L’un des grands enjeux des réseaux électriques est de gérer les déséquilibres entre l’offre et la demande en électricité, à un instant donné.

En période de pointe journalière ou saisonnière, le réseau doit répondre à une demande particulièrement forte, qui peut dépasser les moyens de production ; le réseau peut alors avoir recours à de l’électricité stockée, à de nouveaux moyens de production (une méthode très coûteuse) ou à l’effacement de consommation électrique.

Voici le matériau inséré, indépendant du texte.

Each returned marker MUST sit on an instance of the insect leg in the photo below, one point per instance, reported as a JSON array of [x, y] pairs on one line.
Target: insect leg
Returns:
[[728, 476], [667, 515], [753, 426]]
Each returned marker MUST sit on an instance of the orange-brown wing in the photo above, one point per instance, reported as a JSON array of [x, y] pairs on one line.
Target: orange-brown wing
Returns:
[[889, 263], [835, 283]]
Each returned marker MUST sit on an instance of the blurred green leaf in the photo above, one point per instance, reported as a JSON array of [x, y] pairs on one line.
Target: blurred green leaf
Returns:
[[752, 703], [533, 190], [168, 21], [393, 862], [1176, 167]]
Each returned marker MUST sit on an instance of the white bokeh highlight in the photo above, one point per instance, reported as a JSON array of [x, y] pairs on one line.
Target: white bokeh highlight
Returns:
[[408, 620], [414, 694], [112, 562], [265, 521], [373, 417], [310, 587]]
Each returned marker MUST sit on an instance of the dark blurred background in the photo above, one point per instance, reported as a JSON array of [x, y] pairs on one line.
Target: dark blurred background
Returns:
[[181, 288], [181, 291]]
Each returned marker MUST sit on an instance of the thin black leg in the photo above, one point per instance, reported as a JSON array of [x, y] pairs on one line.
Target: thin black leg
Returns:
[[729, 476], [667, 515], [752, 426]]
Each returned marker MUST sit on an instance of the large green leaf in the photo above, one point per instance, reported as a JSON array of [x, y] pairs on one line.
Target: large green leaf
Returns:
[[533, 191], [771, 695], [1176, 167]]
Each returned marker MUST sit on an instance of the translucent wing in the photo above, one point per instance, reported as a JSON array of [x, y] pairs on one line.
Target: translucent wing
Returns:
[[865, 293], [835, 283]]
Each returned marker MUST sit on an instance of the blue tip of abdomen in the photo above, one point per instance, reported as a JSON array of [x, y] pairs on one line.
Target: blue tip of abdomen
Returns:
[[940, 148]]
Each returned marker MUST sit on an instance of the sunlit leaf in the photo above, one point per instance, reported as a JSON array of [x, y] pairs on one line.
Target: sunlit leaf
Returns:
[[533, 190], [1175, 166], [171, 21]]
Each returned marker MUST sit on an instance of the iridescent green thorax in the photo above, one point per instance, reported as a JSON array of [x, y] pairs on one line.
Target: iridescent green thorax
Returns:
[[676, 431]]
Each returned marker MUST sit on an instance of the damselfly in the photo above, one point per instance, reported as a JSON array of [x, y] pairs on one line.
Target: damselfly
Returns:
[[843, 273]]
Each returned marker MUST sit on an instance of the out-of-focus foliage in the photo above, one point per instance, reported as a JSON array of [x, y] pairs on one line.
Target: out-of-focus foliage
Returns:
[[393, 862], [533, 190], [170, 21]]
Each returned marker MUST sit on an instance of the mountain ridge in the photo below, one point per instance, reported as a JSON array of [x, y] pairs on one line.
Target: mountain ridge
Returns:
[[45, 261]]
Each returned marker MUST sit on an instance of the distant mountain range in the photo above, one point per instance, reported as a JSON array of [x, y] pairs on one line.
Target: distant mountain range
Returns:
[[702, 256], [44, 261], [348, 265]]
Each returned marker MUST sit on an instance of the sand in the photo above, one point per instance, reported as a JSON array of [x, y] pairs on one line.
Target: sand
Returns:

L’effacement : quand le réseau décide de réduire la consommation d’un site

Le principe de l’effacement, ou « lissage de la courbe de charge par le pilotage de la demande », est de permettre au réseau électrique de réduire la consommation d’un site donné ou d’un groupe d’acteur, par rapport à leur consommation habituelle, afin de pouvoir répondre à la demande. Il permet de faire face à une baisse de production, à une augmentation de consommation ou à l’intermittence des énergies renouvelables, sans impact sur les autres consommateurs, ménages ou entreprises.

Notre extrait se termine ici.